When English settlers first dealt with American Indians, there was a fundamental misunderstanding of the nature of property rights.
The Indians had no idea of buying the exclusive right to use a tract of land, keep everybody else off it and sell the land to someone else.
Thomas Piketty pointed out in his new book, Capital and Ideology, that, in fact, this was a fairly new idea even for the English and other Europeans.
The idea of absolute property rights did not exist in the European middle ages. Someone might have a hereditary right to grow crops on a certain tract of land, a second person the right to 10 percent of all crops grown on the land, a third person the right to grind grain produced on the land for a fixed fee, and so on.
Furthermore the right to land use was not so much bought and sold as inherited.
Medieval France was what Piketty called a “ternary” society—a society in which political power and property ownership were divided between a hereditary noble class who “fought for all” and a priestly class who “prayed for all,” leaving very little for a lower class who “worked for all.”
The “ternary” system existed in the Islamic world, India and many other parts of the world, and it casts its shadow over the present world. Saudi Arabia and the Gulf states (mostly Sunni) are ruled by hereditary monarchs while Iran (mostly Shiite) is ruled by clerics. In India, the descendants of Brahmins (priests) and Kshatriyas (warriors) are richer and more influential than the Vaishyas (farmers, craftsmen and traders) and Shudras (laborers).
In Europe, uniquely, priests were celibate. They could not found dynasties. This mean that the Roman Catholic institutions had to be corporations. They had to have a continuing existence that was independent of who was in charge. It’s not accidental that business corporations originated in Europe.
The French Revolution overthrew hereditary property rights and established what Piketty called “proprietarianism” or “the ownership society”—the idea that property rights were sacred, provided that the property was acquired through legitimate purchase.

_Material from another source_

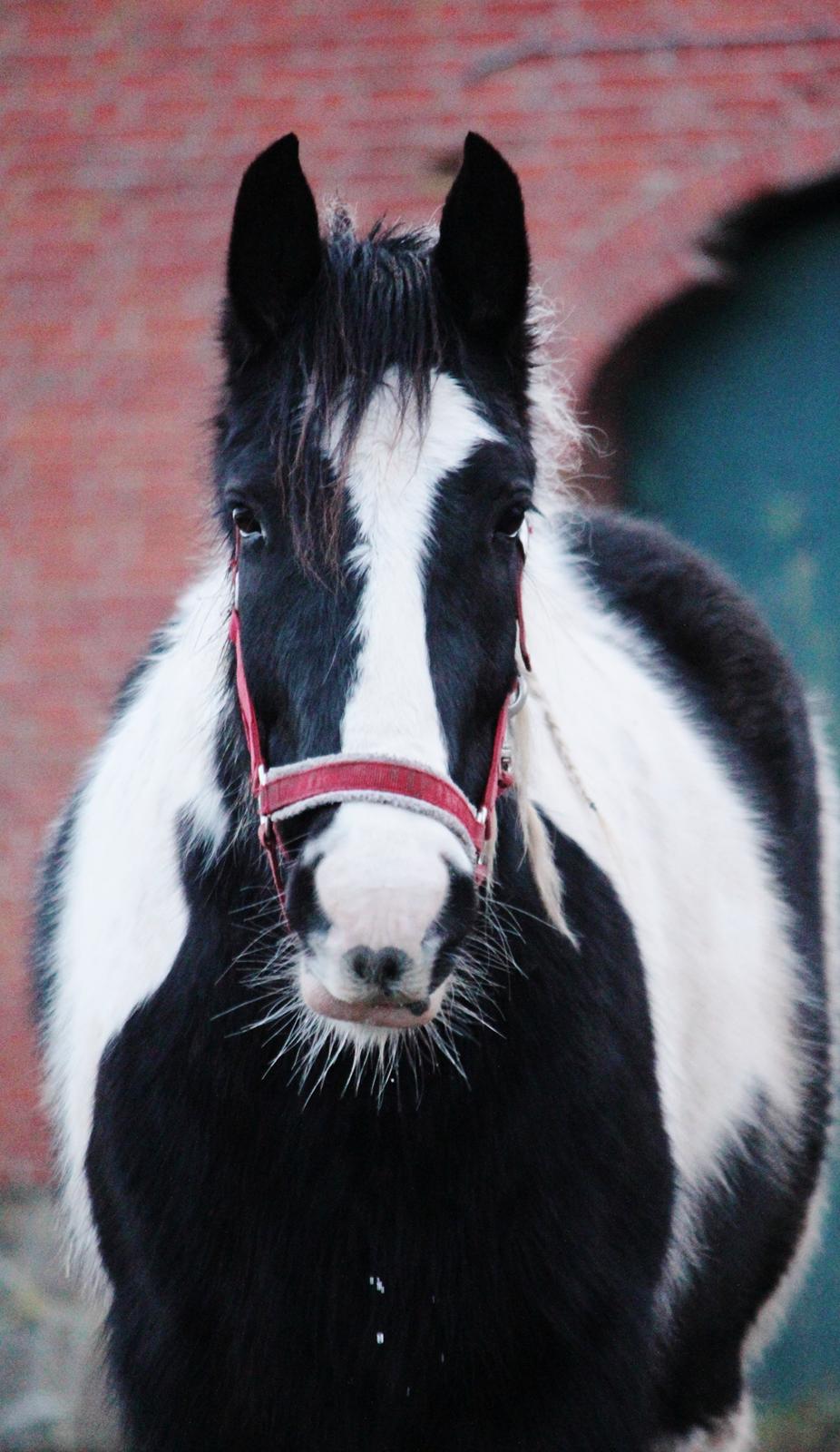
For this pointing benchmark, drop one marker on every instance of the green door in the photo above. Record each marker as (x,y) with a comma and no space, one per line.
(728,426)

The accepted story in France is that the revolutionaries divided up the aristocrats’ estates among the peasants and turned France into a nation of small landowners. In fact, according to Piketty, the revolutionaries made arbitrary distinctions between land that was owned through hereditary privilege and land acquired through voluntary contract, and, in many areas, property ownership remained almost as concentrated as before.

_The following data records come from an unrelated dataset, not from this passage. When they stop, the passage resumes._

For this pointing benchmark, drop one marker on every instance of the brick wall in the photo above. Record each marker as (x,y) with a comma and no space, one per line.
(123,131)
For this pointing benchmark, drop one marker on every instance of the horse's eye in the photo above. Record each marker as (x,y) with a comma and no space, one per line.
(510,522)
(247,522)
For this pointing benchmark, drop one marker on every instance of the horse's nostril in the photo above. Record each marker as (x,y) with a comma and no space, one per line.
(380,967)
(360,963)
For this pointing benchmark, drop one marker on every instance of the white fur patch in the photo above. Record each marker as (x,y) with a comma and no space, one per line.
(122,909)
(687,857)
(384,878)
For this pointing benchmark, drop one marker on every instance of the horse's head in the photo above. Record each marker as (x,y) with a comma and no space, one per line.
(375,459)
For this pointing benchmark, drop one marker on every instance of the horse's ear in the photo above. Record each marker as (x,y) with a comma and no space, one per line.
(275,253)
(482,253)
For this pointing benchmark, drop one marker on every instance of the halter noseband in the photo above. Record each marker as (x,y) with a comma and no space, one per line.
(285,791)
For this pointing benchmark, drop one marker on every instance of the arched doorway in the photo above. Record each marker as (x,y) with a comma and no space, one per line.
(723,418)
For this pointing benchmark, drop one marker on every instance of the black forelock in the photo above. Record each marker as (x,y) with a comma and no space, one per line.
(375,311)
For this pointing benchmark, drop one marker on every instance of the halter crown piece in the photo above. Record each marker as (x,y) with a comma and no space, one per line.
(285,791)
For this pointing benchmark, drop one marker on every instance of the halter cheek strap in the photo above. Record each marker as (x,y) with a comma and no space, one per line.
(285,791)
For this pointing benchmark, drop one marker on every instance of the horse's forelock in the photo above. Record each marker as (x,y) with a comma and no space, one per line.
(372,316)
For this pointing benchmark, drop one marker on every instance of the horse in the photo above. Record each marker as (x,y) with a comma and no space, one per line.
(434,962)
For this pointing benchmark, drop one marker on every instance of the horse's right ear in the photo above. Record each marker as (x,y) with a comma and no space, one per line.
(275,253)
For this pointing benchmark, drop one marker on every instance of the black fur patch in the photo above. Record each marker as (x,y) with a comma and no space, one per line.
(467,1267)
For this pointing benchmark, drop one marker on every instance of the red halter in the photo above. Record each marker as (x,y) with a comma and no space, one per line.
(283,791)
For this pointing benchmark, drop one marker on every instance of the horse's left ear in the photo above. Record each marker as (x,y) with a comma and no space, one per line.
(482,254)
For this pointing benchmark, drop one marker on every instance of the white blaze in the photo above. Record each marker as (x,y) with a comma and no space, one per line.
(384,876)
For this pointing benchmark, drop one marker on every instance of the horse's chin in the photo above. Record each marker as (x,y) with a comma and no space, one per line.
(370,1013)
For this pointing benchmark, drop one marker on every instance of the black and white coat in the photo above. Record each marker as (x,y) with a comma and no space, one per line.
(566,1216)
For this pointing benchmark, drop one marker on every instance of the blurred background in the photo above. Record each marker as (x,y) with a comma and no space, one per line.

Piketty wrote that the revolution was one of history’s “switch points.” He thinks it could have been more radically egalitarian than it was.

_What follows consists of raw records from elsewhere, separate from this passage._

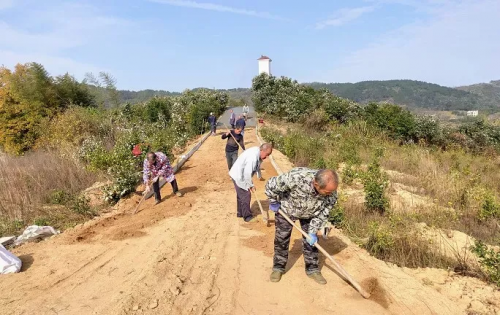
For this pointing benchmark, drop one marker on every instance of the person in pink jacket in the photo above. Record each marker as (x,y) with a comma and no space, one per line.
(156,165)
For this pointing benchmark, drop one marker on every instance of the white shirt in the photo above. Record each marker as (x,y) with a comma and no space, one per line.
(247,164)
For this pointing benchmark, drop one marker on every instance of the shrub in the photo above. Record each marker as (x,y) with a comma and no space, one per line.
(375,183)
(490,208)
(349,174)
(489,260)
(337,216)
(317,120)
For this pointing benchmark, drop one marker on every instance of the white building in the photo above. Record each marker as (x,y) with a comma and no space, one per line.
(264,65)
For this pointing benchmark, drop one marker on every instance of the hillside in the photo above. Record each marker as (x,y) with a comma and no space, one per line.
(414,94)
(489,91)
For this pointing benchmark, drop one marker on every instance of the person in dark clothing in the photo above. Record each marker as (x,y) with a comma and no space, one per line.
(213,123)
(232,119)
(241,121)
(231,146)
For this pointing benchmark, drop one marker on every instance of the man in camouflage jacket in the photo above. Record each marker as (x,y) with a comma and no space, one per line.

In fact, concentration of wealth in France at the beginning of the 20th century was even greater than at the time of the French Revolution.
Britain took a different path from France. The aristocracy was never overthrown and the church was never disestablished. But property rights were equally sacred in both countries.
Britain’s rulers held back from relieving famine in Ireland and India because they thought it was morally wrong to give people food that they hadn’t paid for. Start doing that, they thought, and there’s no limit to what people might ask for.
Both countries compensated slaveowners for their lost property when they abolished slavery on their plantation islands. It didn’t occur to leaders of either country to compensate the slaves for having been enslaved. In fact, the Haitians were forced to pay reparations to France for having emancipated themselves without payment.
Politics in 19th century Britain were a contest between the landed aristocracy, represented by the Conservatives, and the merchants and manufacturers, represented by the Liberals. They felt safe in gradually extending the franchise because they were backstopped by the House of Lords, which had a veto over all legislation.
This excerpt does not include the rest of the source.